Sports News Without Access, Favor, Or Discretion

Here we have a couple intelligent men discussing marijuana during Fox's college football halftime show. Marcus Allen, hall of fame running back, and this other guy are about to have a serious chat about athletes and drugs. Then we hear about the elephant in the living room—as though college kids doing drugs is something old cranks have not been talking about ad nauseam—then Marcus Allen, hall of very good analogizer, said college kids smoking weed, the elephant in the living room, is like the debt crisis. Then that "epidemic" word gets thrown around.

This is all because a former Michigan player came forward and said "several" members of the team smoked pot "hours" before their humiliating loss to Appalachian State. And, yeah, that's probably not a smart thing to do. I can't imagine believing a quarterback when he says "I'm just more creative when I do it, y'know? I see the passes that I'd never see without it and it's's really fulfilling."


If we accept that "several" players smoked pot "hours" before the game, we are also going to accept that such a scenario is the exception in college athletics because it just doesn't make any sense. Yet here we are watching Marcus Allen and this other guy talk about an epidemic in college sports that is not related to exploiting minors for financial gain. No, let's talk about how five years after Michigan was thoroughly embarrassed, some guy on the team says they wanted to see if they could beat them stoned. And let's treat that as a real story.

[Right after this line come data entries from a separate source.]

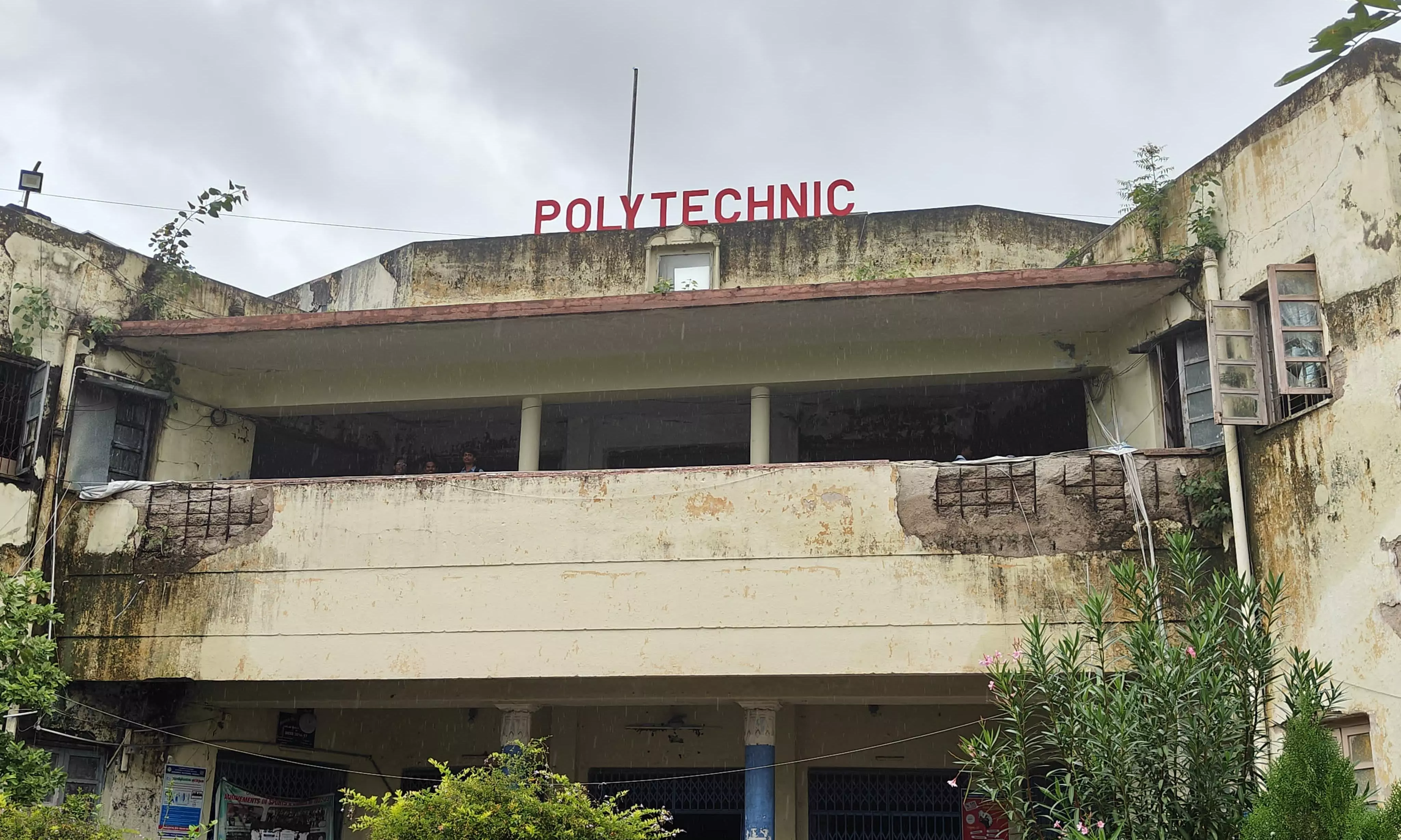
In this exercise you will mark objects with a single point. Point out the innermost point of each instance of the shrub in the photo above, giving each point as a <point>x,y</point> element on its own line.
<point>76,819</point>
<point>513,797</point>
<point>1149,719</point>
<point>1312,794</point>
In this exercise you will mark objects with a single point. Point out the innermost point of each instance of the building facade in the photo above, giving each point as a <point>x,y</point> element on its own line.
<point>771,521</point>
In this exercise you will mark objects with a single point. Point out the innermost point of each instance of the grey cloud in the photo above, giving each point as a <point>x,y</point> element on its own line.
<point>456,117</point>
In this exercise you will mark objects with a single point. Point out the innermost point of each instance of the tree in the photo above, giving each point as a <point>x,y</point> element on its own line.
<point>1312,794</point>
<point>1147,721</point>
<point>1337,38</point>
<point>171,239</point>
<point>167,276</point>
<point>30,681</point>
<point>76,819</point>
<point>513,797</point>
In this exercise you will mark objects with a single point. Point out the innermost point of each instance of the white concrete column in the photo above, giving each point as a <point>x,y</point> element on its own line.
<point>1235,483</point>
<point>530,435</point>
<point>516,724</point>
<point>760,425</point>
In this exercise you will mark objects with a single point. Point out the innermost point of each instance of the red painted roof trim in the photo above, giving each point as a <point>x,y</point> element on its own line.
<point>637,303</point>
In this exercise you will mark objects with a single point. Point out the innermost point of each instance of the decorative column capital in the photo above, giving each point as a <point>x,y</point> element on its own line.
<point>516,723</point>
<point>760,721</point>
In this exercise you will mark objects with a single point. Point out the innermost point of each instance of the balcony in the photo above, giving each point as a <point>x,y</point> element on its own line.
<point>795,569</point>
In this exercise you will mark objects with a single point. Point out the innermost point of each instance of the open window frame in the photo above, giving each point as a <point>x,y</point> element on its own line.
<point>1298,330</point>
<point>1239,383</point>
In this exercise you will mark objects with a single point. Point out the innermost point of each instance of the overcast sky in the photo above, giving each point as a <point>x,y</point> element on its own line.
<point>457,117</point>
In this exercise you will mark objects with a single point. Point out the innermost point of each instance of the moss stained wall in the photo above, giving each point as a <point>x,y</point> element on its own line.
<point>1320,178</point>
<point>826,250</point>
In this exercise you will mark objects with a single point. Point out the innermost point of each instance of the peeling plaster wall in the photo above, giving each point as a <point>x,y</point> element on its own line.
<point>1320,177</point>
<point>800,569</point>
<point>376,745</point>
<point>84,274</point>
<point>826,250</point>
<point>89,276</point>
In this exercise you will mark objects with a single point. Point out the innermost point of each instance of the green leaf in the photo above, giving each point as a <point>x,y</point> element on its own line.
<point>1308,69</point>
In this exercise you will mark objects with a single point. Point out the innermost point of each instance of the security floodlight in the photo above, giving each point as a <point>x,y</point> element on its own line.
<point>31,181</point>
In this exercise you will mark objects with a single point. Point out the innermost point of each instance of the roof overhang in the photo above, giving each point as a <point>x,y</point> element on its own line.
<point>745,327</point>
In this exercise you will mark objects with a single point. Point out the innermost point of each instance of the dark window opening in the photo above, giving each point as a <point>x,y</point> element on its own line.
<point>113,433</point>
<point>1170,380</point>
<point>941,422</point>
<point>883,805</point>
<point>704,807</point>
<point>911,423</point>
<point>24,390</point>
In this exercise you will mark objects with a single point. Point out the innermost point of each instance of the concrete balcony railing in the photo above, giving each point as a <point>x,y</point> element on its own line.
<point>854,568</point>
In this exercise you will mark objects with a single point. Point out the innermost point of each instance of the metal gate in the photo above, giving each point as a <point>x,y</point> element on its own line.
<point>704,807</point>
<point>883,805</point>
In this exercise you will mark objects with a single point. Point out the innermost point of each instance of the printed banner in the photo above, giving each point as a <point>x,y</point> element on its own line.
<point>246,817</point>
<point>183,801</point>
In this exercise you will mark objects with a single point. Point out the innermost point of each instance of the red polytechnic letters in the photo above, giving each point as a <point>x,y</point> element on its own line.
<point>699,206</point>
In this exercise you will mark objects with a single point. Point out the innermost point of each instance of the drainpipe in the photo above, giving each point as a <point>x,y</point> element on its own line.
<point>529,460</point>
<point>1213,290</point>
<point>61,428</point>
<point>760,425</point>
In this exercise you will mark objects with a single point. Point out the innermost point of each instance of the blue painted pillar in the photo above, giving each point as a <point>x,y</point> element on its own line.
<point>760,723</point>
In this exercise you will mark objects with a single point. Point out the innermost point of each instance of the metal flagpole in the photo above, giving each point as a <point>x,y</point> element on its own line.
<point>632,132</point>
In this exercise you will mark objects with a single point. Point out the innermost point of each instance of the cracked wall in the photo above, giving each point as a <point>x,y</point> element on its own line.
<point>751,570</point>
<point>827,250</point>
<point>1320,178</point>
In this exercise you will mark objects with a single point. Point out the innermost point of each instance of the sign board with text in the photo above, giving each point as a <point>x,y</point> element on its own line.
<point>984,821</point>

Smoking pot is not an epidemic. Smoking pot before a college football game—that you are playing in—is definitely not an epidemic. The Plague was an epidemic. AIDS is an epidemic. The sports reporting community's obsession with drugs is a fucking epidemic. Especially in college. It's a strain of paternalism that would make Kipling's ears ring and it sneaks through the door because "crime" can be passed off as "legitimate news." We're talking about serious issues now, not just athletics.


That's the state of sports consumption we are in right now. But, what any of this has to do with the debt crisis other than that Marcus Allen says we are not talking about it when literally it is all that anyone can talk about, is beyond me.